On Ada Lovelace Day we honor our female faculty, students and alumni who are following in the footsteps of the woman recognized as the first computer programmer.

In 1896, Adelphi’s founders took the then-unusual approach of providing the same educational opportunities to both male and female students. Today, our female faculty members, students and alumni say the supportive, unbiased environment we provide has enabled them to excel in the Science, Technology, Engineering and Math (STEM) fields, including two of the most male-dominated fields, physics and engineering.

It’s only fitting that we celebrate all our women in STEM on October 11, designated as Ada Lovelace Day. Daughter of the poet George Gordon, Lord Byron, Ada Byron Lovelace wrote an algorithm in 1843 that would provide the instructions to run inventor Charles Babbage’s Analytical Engine.

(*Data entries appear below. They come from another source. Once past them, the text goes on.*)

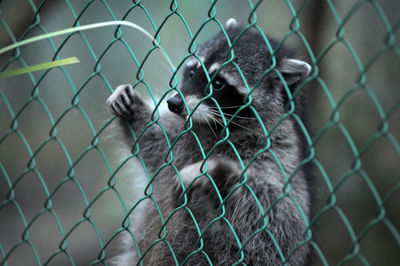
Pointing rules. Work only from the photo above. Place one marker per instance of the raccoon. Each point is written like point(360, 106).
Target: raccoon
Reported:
point(225, 182)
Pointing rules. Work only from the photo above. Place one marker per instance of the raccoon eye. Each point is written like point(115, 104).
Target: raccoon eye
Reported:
point(191, 72)
point(218, 84)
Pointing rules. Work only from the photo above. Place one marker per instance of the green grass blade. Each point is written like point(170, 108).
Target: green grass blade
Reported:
point(52, 64)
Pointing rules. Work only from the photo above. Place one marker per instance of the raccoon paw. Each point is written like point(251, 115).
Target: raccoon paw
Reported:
point(121, 102)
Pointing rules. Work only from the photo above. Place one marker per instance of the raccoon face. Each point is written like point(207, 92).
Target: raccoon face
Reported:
point(217, 85)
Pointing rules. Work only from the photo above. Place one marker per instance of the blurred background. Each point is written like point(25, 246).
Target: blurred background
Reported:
point(62, 191)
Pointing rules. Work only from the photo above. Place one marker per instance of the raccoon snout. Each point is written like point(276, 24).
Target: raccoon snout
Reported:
point(175, 104)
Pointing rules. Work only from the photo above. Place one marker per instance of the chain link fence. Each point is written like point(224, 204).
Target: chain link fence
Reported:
point(66, 184)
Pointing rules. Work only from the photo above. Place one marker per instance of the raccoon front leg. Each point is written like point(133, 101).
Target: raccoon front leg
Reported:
point(134, 114)
point(222, 172)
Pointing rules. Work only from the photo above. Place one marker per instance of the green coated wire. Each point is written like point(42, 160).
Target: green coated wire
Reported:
point(13, 55)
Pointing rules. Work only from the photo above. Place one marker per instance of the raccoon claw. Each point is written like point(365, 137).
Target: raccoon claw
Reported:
point(121, 101)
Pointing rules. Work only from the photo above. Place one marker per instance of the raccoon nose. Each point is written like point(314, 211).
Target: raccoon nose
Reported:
point(175, 104)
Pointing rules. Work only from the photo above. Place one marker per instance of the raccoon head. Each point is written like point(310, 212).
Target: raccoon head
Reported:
point(222, 82)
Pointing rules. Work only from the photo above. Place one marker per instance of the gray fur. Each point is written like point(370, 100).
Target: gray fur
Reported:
point(283, 225)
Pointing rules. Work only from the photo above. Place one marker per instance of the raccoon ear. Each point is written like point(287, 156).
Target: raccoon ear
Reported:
point(294, 70)
point(231, 23)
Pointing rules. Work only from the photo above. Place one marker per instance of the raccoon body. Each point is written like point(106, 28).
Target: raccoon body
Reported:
point(223, 161)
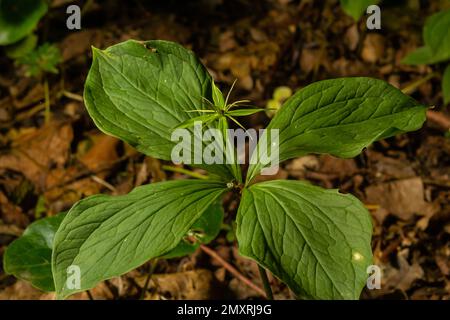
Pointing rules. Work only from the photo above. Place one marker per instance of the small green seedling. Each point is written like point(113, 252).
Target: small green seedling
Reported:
point(356, 8)
point(436, 49)
point(40, 60)
point(317, 241)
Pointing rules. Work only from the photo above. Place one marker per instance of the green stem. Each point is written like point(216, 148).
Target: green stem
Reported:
point(47, 102)
point(185, 171)
point(266, 284)
point(149, 276)
point(89, 295)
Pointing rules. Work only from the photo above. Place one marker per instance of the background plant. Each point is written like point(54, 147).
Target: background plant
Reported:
point(315, 240)
point(436, 49)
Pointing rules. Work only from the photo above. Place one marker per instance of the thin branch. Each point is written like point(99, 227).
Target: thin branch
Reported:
point(265, 281)
point(149, 276)
point(233, 270)
point(185, 171)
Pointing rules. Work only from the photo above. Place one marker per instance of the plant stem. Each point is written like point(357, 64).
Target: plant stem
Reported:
point(266, 284)
point(47, 102)
point(149, 276)
point(232, 269)
point(90, 295)
point(185, 171)
point(72, 96)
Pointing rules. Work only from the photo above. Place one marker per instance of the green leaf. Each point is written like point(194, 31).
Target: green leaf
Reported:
point(140, 91)
point(244, 112)
point(108, 236)
point(21, 48)
point(436, 35)
point(19, 18)
point(356, 8)
point(29, 257)
point(317, 241)
point(341, 117)
point(446, 85)
point(204, 230)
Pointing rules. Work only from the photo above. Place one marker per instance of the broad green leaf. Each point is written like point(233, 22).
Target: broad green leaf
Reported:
point(19, 18)
point(204, 230)
point(356, 8)
point(436, 35)
point(315, 240)
point(341, 117)
point(140, 91)
point(244, 112)
point(29, 257)
point(446, 85)
point(107, 236)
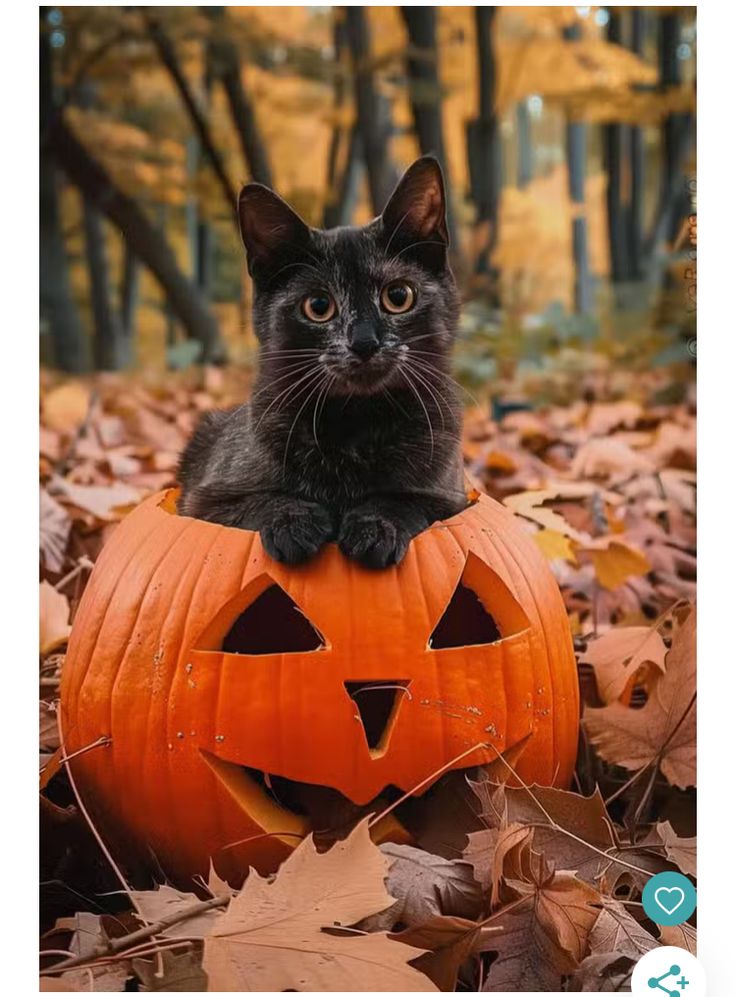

She also was a visionary who foresaw that such machines had the potential to go beyond mere number crunching to manipulating words and images and composing music.

It would take a century for technology catch up with Babbage and Lovelace’s ideas and even longer for Lovelace and the women who followed her to be acknowledged for their achievements in STEM.

Launched in 2009, Ada Lovelace Day is now celebrated around the world to honor and build awareness of women in STEM, support those in the field and close the gender gap by encouraging more girls and young women to pursue STEM careers. Since there are too many of our female faculty members, students and alumni for us to mention, we’re highlighting those we featured on our website over the past year. From electrochemistry to entomology, they are truly making their mark and inspiring and mentoring the next generation of women—and men—in STEM. Malika Grayson ’11, Ph.D., for example, is currently a system engineer in the Future Technical Leaders Program at Northrop Grumman Corporation. On her Instagram account, she provides advice and support for women of color in master’s programs in the sciences.

And our list wouldn’t be complete without mentioning that Adelphi’s first female president, Christine M. Riordan, Ph.D., has a bachelor’s degree in textile engineering (now called materials science and engineering) from the Georgia Institute of Technology.